Un monoplaza moderno cuesta entre 15 y 20 millones de dólares.

Lo más caro:

  • Unidad de potencia híbrida: 10 a 15 millones USD
  • Chasis: 1 a 2 millones USD
  • Caja de cambios: ~1 millón USD
  • Presupuesto anual por equipo: 135 millones USD (límite FIA)

Equipos top pueden rozar los 400 millones incluyendo marketing y sueldos fuera del tope.

Fórmula E (Gen3)

Un auto “listo para competir” cuesta entre 800.000 y 1 millón de dólares.

Desglose:

  • Batería: ~200.000 €
  • Chasis: ~299.600 €
  • Powertrain: hasta 250.000 €
  • Presupuesto anual por equipo: 13 a 15 millones €

Es la categoría internacional más accesible entre las grandes.

IndyCar

Costo por auto listo para pista: 2.5 a 4 millones USD

Claves:

  • Chasis Dallara IR-24: 595.000 USD
  • Leasing de motor anual: 1.6 millones USD
  • Presupuesto anual por auto:
    • Media tabla: 7 a 10 millones
    • Equipos top: hasta 20 millones

Mucho más eficiente en costo por caballo de fuerza que la F1.

LMDh (WEC / IMSA)

Precio de adquisición: 2.7 a 3 millones USD

  • Chasis regulado: ~485.000 USD
  • Sistema híbrido estándar: ~325.000 USD
  • Presupuesto anual privado: 8 a 12 millones USD
  • Programa oficial de fábrica: hasta 40 millones €

Una alternativa controlada frente a los antiguos LMP1.

MotoGP

Una moto prototipo cuesta entre 2.5 y 3.5 millones USD.

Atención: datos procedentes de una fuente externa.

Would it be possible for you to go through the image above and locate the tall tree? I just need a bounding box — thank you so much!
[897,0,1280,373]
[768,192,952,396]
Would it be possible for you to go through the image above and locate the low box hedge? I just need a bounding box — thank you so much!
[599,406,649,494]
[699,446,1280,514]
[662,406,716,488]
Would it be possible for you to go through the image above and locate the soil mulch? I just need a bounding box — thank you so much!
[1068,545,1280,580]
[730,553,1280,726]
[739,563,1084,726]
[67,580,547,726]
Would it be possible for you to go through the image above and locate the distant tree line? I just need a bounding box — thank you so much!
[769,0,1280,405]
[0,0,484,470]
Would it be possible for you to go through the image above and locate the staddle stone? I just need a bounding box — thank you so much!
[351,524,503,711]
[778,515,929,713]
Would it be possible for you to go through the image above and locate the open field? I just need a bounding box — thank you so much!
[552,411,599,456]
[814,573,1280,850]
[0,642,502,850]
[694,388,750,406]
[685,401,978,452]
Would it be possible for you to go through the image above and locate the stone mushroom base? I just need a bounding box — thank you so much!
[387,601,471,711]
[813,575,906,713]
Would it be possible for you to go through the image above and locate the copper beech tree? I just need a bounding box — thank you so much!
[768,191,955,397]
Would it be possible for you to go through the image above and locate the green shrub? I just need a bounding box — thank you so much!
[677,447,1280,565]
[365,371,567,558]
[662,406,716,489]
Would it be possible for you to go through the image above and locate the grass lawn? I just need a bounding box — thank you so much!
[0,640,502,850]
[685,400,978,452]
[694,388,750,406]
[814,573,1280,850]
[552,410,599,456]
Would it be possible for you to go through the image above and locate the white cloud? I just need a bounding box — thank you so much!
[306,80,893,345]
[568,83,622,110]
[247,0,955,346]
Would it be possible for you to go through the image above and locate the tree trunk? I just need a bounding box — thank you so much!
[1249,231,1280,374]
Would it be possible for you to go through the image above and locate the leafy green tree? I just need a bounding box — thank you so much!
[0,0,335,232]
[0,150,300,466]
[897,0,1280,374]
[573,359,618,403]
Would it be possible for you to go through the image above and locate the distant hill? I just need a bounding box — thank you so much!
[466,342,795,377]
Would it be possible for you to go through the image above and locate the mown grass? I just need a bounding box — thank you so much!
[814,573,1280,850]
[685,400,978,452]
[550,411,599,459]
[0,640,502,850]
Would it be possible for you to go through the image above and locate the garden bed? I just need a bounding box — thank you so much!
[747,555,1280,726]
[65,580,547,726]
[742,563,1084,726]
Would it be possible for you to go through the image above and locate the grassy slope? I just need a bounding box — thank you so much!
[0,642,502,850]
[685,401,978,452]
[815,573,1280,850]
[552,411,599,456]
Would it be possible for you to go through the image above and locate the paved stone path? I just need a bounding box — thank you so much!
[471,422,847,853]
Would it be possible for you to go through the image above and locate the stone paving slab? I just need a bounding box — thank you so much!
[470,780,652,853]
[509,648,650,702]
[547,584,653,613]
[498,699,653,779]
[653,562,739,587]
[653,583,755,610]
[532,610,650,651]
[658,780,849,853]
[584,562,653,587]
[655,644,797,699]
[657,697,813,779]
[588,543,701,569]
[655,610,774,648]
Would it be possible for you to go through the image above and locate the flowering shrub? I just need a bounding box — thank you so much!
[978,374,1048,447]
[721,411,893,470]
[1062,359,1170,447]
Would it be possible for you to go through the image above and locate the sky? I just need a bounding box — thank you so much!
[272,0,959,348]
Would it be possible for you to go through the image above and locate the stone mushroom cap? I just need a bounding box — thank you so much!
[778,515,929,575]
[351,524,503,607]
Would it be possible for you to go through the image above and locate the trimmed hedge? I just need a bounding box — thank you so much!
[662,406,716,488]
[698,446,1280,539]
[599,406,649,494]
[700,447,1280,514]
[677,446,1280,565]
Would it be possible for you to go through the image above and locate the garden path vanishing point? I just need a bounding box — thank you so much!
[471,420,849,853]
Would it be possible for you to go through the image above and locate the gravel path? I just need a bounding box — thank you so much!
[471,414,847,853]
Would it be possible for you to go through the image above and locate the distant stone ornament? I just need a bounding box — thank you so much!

  • Motor: hasta 500.000 USD
  • Chasis y basculante: ~700.000 USD
  • Leasing anual para equipo satélite: 2 a 3.5 millones por piloto
  • Programas oficiales: 40 a 80 millones USD por año

Comparativa rápida

CategoríaCosto por vehículoPresupuesto anual
F115–20 M USD135 M USD (tope)
Fórmula E0.8–1 M USD13–15 M €
IndyCar2.5–4 M USD7–20 M USD
LMDh2.7–3 M USD8–40 M
MotoGP2.5–3.5 M USD40–80 M

Conclusión

La Fórmula 1 sigue siendo la categoría más costosa y tecnológicamente compleja, pero ya no es la única que maneja cifras impactantes. IndyCar y LMDh ofrecen alto rendimiento con costos más controlados, mientras que la Fórmula E se consolida como la opción eléctrica económicamente más equilibrada.

En todos los casos, la ecuación es la misma: cada milésima cuesta millones.